Continuing with our series on modular interfaces, today we’re going to talk about one of the most powerful features in Cynthesizer–the ability to create custom interfaces and use them at a high level. These are more than just ready/valid handshakes or external memory interfaces like I showed you last time. These are very complex streaming and buffer-style interfaces that transfer entire data structures.
Anyone who has designed a complex interface in RTL knows that one of the biggest chores is keeping track of the details, and it’s difficult to reuse the work you did before if any of the interface details change in any way. If the data is a multidimensional array, the interface needs to know things like the row and column parameters so the array is formatted properly. If the data is moving from one thread or module to another, the interface needs to understand how to synchronize between them. And most interfaces require some kind of internal memory to temporarily store data in case the reads and writes happen at different speeds.
All in all, when you design interfaces in RTL you spend all your time and many lines of code getting all these details resolved. There’s no way to just say “take the data from here and put it over there.”
But in Cynthesizer there is, and it does it in a way that drastically reduces the amount of code you have to write and the time you spend verifying it. The keys to this are interface generation and packaging the details up so that you can write your algorithm at the transaction level. Keep reading and I’ll show you some hard data on that.
Interfaces ‘R Us
So I want to create an interface, a real complicated one. What do I do?
Well, in Cynthesizer there’s a tool called the Interface Generator. The Interface Generator is a combination of really sophisticated IP and a graphical editing window where you can create any custom, fully parameterized interface. This interface then becomes a packaged component (actually a set of C++ classes) I can use in a high-level SystemC design. Here’s a rundown of familiar interface types you can create in the Interface Generator:
- Buffer
- Transfers data between two modules or threads through a shared buffer.
- Line Buffer
- Transfers an array and stores multiple rows of data for reading.
- Circular Buffer
- Transfers data over a circular buffer where the reading and writing operations are tightly synchronized.
- Streaming
- Transfers an array of streaming data over one or more clock cycles.
- Trigger/Done
- A master/slave architecture with acknowledgement signals at the beginning and end of data transfer.
- P2P Stream
- A general form of Forte’s CynWare point-to-point interface with features for creating specialized fifos.

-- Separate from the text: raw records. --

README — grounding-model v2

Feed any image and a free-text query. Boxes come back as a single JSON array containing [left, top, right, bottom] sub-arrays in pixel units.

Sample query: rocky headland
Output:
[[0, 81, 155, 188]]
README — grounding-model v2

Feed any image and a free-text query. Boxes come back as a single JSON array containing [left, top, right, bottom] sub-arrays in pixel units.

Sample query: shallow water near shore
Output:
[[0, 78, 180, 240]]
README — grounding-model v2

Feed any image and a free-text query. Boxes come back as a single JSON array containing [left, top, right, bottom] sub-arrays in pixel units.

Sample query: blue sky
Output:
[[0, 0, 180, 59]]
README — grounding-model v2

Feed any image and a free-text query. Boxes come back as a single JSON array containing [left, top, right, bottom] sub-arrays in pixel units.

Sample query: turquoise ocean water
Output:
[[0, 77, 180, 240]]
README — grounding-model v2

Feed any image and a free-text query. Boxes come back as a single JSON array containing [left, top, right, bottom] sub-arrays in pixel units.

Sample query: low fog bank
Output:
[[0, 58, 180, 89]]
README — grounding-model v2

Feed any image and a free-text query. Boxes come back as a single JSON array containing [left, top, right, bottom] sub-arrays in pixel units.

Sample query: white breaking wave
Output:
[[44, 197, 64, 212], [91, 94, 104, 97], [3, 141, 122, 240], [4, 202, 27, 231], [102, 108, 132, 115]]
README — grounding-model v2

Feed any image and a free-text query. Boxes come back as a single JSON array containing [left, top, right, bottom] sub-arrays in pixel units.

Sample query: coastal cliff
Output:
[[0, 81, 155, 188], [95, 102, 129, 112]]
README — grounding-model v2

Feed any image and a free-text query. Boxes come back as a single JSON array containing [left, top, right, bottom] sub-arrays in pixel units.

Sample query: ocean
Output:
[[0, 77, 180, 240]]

For each type of interface, the Interface Editor window in Interface Generator shows you a diagram of the read/write structure, a diagram of the access pattern for the datatype being transferred, and many related parameters that you can define for your needs. Best of all, the interface you create will have transaction-level functions like get(), put(), x_done(), next_y(), etc. that let your algorithm execute entire interface accesses with a single function call.
A Real Example
Let’s take a look at creating an interface part and using it in a SystemC algorithm. I will describe what I want the interface to do in words because it would be too daunting to describe in RTL.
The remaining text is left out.